One of the main arguments levied against nuclear energy revolves around the waste problem. Radioactive waste from uranium fuel can remain at dangerous levels for anywhere from a few decades to 10 000 years, although in reality, only 3% of nuclear waste is radioactive enough that it needs to be separated entirely from the environment and sequestered away for thousands of years.
What this argument also usually tends to neglect is that even without nuclear waste, we are still filling our environment with considerably more toxic waste materials, including poisonous particulate matter and greenhouse gases. Carbon dioxide emissions can stay in the atmosphere invisibly for up to 1 000 years, creating a bevy of positive feedback loops far into the future. Some heavy metals that are found in industrial waste, including cadmium and mercury, are highly toxic and can remain so indefinitely, poisoning agricultural land, fishing waters or freshwater sources used by humans.

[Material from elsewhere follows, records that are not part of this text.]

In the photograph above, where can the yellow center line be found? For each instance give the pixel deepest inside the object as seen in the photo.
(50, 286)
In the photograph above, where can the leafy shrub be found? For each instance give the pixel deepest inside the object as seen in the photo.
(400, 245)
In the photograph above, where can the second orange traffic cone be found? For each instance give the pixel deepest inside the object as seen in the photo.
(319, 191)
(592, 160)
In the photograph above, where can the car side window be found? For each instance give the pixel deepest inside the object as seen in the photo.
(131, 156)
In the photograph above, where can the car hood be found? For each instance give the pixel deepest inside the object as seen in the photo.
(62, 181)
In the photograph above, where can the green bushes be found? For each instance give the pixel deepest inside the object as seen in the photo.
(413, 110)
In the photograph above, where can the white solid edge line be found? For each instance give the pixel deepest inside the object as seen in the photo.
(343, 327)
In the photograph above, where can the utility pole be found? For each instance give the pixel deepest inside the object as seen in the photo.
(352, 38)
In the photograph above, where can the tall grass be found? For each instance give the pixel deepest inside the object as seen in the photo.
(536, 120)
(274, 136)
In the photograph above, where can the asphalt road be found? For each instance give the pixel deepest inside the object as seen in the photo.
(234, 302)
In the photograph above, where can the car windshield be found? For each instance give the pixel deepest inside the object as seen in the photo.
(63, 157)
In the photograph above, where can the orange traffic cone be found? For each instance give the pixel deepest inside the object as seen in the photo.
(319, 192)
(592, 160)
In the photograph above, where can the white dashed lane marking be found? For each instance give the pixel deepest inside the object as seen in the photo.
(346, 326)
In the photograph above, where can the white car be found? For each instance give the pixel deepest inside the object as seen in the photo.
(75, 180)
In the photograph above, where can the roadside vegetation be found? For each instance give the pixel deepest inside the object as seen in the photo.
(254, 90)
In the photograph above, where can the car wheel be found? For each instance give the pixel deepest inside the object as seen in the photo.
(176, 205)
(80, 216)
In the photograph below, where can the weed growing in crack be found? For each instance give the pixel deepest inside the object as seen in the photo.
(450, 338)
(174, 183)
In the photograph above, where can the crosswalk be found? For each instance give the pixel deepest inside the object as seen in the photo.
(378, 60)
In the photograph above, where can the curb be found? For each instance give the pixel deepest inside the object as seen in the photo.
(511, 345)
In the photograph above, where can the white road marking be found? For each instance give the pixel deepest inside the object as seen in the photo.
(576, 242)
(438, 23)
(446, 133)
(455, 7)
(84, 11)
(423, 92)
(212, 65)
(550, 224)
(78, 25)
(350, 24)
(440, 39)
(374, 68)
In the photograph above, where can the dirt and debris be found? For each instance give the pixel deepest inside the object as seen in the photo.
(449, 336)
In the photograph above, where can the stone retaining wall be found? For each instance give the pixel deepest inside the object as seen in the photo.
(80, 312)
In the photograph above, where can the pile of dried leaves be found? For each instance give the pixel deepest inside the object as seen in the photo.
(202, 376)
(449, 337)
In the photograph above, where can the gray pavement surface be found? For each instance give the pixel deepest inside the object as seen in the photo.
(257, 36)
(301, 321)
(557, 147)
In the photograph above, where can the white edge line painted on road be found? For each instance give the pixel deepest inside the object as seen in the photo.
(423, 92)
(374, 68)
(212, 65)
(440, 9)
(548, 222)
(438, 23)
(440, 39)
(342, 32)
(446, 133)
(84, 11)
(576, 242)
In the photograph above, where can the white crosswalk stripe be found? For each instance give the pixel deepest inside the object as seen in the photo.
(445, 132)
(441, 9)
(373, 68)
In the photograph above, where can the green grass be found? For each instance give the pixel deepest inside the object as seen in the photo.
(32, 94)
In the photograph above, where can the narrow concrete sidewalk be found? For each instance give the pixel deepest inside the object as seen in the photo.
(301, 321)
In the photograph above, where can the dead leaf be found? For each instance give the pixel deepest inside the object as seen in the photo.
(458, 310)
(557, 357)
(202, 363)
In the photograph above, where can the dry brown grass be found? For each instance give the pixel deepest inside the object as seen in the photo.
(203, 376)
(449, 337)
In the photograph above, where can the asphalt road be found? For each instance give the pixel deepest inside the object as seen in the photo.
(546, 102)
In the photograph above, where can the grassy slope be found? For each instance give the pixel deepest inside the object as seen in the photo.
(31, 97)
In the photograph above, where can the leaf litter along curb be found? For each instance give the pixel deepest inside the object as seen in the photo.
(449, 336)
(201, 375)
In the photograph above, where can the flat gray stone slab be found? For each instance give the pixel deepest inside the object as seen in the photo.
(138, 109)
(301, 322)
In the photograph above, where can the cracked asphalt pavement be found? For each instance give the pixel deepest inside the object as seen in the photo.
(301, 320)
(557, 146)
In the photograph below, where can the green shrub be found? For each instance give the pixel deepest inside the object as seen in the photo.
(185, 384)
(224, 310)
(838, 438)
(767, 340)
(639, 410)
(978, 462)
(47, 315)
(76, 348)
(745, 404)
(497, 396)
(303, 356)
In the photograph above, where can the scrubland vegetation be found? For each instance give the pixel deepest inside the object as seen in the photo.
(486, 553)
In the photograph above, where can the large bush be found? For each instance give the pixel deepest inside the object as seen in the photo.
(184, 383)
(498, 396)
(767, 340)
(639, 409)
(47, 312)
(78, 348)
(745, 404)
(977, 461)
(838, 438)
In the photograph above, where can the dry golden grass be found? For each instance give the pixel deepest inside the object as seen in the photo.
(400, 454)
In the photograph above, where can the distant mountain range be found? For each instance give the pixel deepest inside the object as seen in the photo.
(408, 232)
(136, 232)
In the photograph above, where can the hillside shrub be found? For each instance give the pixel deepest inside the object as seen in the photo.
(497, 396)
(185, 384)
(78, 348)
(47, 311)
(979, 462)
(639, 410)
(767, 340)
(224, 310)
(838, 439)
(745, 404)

The nuclear waste problem is real, but another factor to consider is that there simply isn’t much of it. Worldwide, commercial nuclear power plants have produced the same amount of waste since 1950 that coal plants produce in an hour today. This is mostly because uranium is so energy dense, and nuclear energy generation requires relatively little fuel, which means relatively small amounts of waste. A significant amount of waste can also be reprocessed and reused as fuel, as seen with France’s nuclear reprocessing program, and development of new nuclear technologies would make this process even more efficient.
It would be safer to have small amounts of managed nuclear waste sequestered somewhere underground rather than having unknowable amounts of uncontrolled particulate matter and greenhouse gases roaming freely around our atmosphere and killing millions of people a year while irreversibly changing the Earth’s climate. Nuclear energy is far from perfect, and its high starting costs make it improbable that it could be implemented on a global scale. But it also feels a lot more dangerous and frightening than it actually is, and it can be an important low-carbon alternative to bridge the transition towards 100% renewable energy use, in a time where we have to be taking every action possible to distance ourselves from fossil fuels.